Neighborhood leader hinges hope on city council rejection of new subdivision
Kim Kraus said working with Pate-Jones and Crockett Engineering had been “fantastic.”
Despite their plan to build a 25-home subdivision within 12 acres of land off Ridgemont Drive, Kraus said the two have always involved nearby residents into their plans.
Kraus, a decade-long resident of Ridgefield Road and head of the Ridgefield Park Neighborhood Association, became aware of the Ridgemont Park plan in early 2016. At the time, developers would have built a new cul-de-sac named Coachlamp Court, off Ridgemont Drive for numerous four-plexes. Emails ABC 17 News obtained showed Kraus, the developers and the city worked often to find common ground on the re-zoning request and eventual layout of the neighborhood. While she raised numerous concerns, such as the potential use of the homes as rental units, she felt the plan worked, so long as they didn’t extend her street through the subdivision.
But in September, engineer Tim Crockett told city councilman Ian Thomas they would be withdrawing the request, over city staff and Thomas’ fears of a too-dense development.
The Columbia City Council will not consider the Ridgemont Park neighborhood that includes a feature residents, including Kraus, spoke in force against last Thursday – an extension of Ridgefield Road through the subdivision up to Ridgemont Dr. Kraus said an approval may cause her, and others, to move.
“We bought the home simply on the reliance that it was just a cul-de-sac street,” Kraus told ABC 17 News about her home in the 2300 block of Ridgefield Rd. “I don’t want to live on a busy street. Why would you?”
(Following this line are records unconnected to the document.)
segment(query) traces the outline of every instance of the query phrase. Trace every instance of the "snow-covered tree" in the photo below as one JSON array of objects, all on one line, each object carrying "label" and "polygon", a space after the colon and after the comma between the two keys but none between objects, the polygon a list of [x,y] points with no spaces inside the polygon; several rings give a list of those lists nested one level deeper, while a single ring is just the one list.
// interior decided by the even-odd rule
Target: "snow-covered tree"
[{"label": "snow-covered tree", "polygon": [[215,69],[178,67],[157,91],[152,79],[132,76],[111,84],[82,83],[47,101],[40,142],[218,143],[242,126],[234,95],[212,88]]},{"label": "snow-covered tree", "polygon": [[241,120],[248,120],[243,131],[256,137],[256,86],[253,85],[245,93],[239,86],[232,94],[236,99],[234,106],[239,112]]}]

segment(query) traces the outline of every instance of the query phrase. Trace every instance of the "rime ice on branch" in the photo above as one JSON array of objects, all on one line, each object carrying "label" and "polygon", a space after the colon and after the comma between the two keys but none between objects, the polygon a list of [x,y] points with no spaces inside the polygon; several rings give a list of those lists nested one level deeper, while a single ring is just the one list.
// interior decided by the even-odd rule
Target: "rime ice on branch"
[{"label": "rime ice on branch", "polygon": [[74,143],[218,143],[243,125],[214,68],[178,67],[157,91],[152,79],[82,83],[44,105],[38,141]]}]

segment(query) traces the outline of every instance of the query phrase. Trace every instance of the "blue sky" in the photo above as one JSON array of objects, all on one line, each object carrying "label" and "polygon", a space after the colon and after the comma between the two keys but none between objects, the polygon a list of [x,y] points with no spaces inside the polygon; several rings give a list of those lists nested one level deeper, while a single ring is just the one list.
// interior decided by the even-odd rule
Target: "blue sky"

Ridgemont and Ridgefield ranked 11th and 12th in Columbia Public Works’ analysis of neighborhood streets in need of traffic calming. Kraus and others said the area gets significant traffic from drivers looking to get from neighborhoods off Fairview and Rollins Rds. to major collectors like Stadium or Forum Blvds. Residents spoke up Thursday that extending the current dead-end Ridgefield Rd. would put those homes and families at risk to the speeding problems that plague their neighbors.
Kraus is now considering finding a lawyer to help the residents in their final shot at stopping the current plan. Residents cannot petition the city to stop, since Pate-Jones is requesting a new subdivision plan rather than a re-zoning. She feels city ordinance is on their side, as well, which only “encourages” the connection of nearby cul-de-sacs rather than outright requiring them.
Crockett told the city’s Planning and Zoning Commission that efforts to redevelop the area in the 1960s allowed for the extension of Ridgefield Rd.
In a 6-3 vote, the city’s Planning and Zoning Commission required city staff and the developers to work on traffic calming devices within and without Ridgemont Park. Kraus is concerned those decisions, such as the types of methods to slow traffic, will be made without input from the neighbors. The road’s use will drastically change if connected to Ridgemont Dr., and the city lacks any analysis or study of how it might affect speeds and volume.
“For [the city] to want to connect our street and make it even worse before they’ve even corrected anything is just insanity,” Kraus said.
ABC 17 News asked Crockett what ideas for traffic calming he had in mind, but have not heard back so far.